И Ирвинг Картер, художник, миллионер и т. д., почувствовал, как густой румянец сменяет его аристократическую бледность. И не стыд зажег эту краску – скорее разум! Он знал, что сейчас ничем не отличался от тех напыщенных молодцев, завлекающих смешливых продавщиц за соседними прилавками. Разве и сам он не стоит здесь, у прилавка, как данник плебейского Амура, разве и он не жаждет благосклонности какой-то продавщицы перчаток? И чем он, в таком случае, лучше всех этих Биллов, Джеков и Микки? И тогда в Картере проснулось сочувствие к ним, а заодно – презрение к предрассудкам и твердое решение непременно назвать этого ангела своим.
Перчатки были куплены и упакованы, но Картер не спешил уходить. В уголках прелестного ротика Мэйзи яснее обозначились ямочки. Ни один мужчина, купивший у нее перчатки, не уходил сразу. Она оперлась на прилавок своей ручкой Психеи, соблазнительно просвечивающей через рукав блузки, и приготовилась к разговору.
У Картера не было прежде случая, чтобы он полностью не владел собой. Но сейчас ему пришлось куда тяжелее, чем Биллу, Джеку или Микки. Ведь он не мог предусмотреть встречу с этой красавицей в том обществе, в котором вращался. Его мозг лихорадочно воссоздавал все, что он когда-либо слышал и читал о привычках и нравах продавщиц. Почему-то у него сложилось впечатление, что они иной раз не прочь отступить от строгостей и формальностей, требуемых этикетом. Его сердце бешено заколотилось при идее предложить нескромное свидание этому прелестному невинному созданию. Но душевное смятение придало ему смелости.
После нескольких доброжелательных и благосклонно воспринятых замечаний на общие темы он положил на прилавок свою визитную карточку, поближе к руке девушки.
– Простите мою дерзость, – начал он, – быть может, я слишком самоуверен, но я смею надеяться, вы не лишите меня удовольствия видеть вас снова. Вот мое имя; заверяю, что прошу вашего знакомства как величайшей чести. Могу ли я надеяться?
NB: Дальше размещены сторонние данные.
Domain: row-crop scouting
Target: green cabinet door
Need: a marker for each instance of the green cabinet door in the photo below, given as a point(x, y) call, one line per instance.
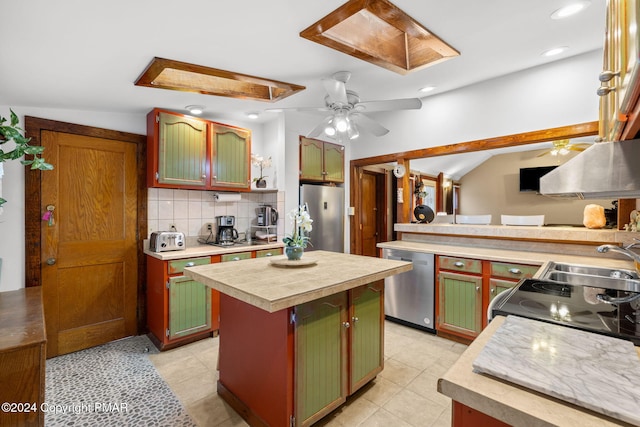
point(460, 303)
point(189, 307)
point(497, 286)
point(333, 162)
point(320, 357)
point(182, 151)
point(230, 157)
point(311, 159)
point(367, 352)
point(321, 161)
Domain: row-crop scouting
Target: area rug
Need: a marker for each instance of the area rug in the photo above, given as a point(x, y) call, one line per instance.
point(114, 384)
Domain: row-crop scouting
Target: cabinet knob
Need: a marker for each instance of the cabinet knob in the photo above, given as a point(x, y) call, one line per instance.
point(605, 90)
point(607, 75)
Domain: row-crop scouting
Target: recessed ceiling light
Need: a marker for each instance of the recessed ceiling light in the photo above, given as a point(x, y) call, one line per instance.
point(555, 51)
point(570, 9)
point(195, 109)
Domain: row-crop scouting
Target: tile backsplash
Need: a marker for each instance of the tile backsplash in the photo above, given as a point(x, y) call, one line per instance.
point(191, 210)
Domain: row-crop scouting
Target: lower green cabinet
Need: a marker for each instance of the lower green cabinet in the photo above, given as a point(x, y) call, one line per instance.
point(459, 303)
point(189, 307)
point(338, 349)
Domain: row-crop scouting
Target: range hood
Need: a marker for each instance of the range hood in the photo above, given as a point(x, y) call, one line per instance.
point(604, 170)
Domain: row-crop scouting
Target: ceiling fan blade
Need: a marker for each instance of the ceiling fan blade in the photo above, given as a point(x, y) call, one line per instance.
point(300, 109)
point(336, 90)
point(389, 105)
point(365, 123)
point(316, 131)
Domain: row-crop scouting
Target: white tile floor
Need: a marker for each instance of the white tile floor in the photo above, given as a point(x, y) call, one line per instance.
point(403, 394)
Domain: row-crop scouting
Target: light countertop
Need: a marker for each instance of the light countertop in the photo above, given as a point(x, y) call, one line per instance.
point(491, 254)
point(513, 404)
point(566, 233)
point(259, 283)
point(195, 249)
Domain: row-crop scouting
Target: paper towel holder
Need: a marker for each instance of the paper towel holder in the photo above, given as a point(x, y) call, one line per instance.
point(227, 197)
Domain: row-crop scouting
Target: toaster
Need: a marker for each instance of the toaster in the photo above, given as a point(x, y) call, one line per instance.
point(161, 241)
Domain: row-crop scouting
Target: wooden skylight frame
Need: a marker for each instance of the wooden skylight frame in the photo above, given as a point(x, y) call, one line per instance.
point(379, 32)
point(175, 75)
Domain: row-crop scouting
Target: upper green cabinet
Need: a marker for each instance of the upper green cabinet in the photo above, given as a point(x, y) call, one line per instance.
point(191, 153)
point(231, 156)
point(321, 161)
point(181, 150)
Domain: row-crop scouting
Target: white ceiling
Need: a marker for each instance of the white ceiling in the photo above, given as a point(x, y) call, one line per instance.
point(86, 55)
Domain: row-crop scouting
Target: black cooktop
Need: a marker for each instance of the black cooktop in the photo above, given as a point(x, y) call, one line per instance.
point(574, 306)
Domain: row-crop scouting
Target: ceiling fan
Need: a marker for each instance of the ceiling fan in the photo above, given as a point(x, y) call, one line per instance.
point(563, 147)
point(347, 116)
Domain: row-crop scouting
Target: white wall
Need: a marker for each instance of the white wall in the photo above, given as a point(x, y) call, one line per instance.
point(558, 94)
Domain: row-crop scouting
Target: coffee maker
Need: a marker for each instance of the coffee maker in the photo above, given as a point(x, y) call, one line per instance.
point(226, 235)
Мэйзи разбиралась в мужчинах – особенно в мужчинах, покупающих перчатки. Без малейших колебаний искренне и улыбчиво взглянула она в его глаза и ответила:
– Отчего же? Вы, видать, человек приличный. Вообще-то я избегаю встреч с незнакомыми мужчинами. Не подобает это приличной девушке… Так когда вы хотите встретиться?
– Как можно скорее, – выпалил Картер. – Если вы позволите навестить вас, я почту за честь…
Но тут Мэйзи звонко расхохоталась:
– О господи, скажете тоже! Видели бы вы, как мы живем! Впятером в трех комнатах. Ох, представляю лицо моей мамы, если бы я привела домой знакомого мужчину!
– Тогда где вам угодно! – самозабвенно воскликнул Картер. – Где вы только пожелаете.
– Знаете, что, – протянула Мэйзи, и ее нежно-персиковое лицо просияло, – думаю, четверг вечером мне подойдет.
Приходите на угол Восьмой авеню и Сорок восьмой улицы в полвосьмого вечера. Я живу там за углом. Но домой мне надо не позже одиннадцати. У меня очень строгая мамаша.
Картер поблагодарил, пообещал явиться точно в назначенное время и поспешил к своей маме, которая уже искала сына, чтобы тот оценил ее новое приобретение – бронзовую Диану.
Курносенькая продавщица с круглыми глазками, будто бы невзначай проходя мимо, ласково подмигнула Мэйзи.
– Что, захомутала еще одного, Мэйз? – спросила она бесцеремонно.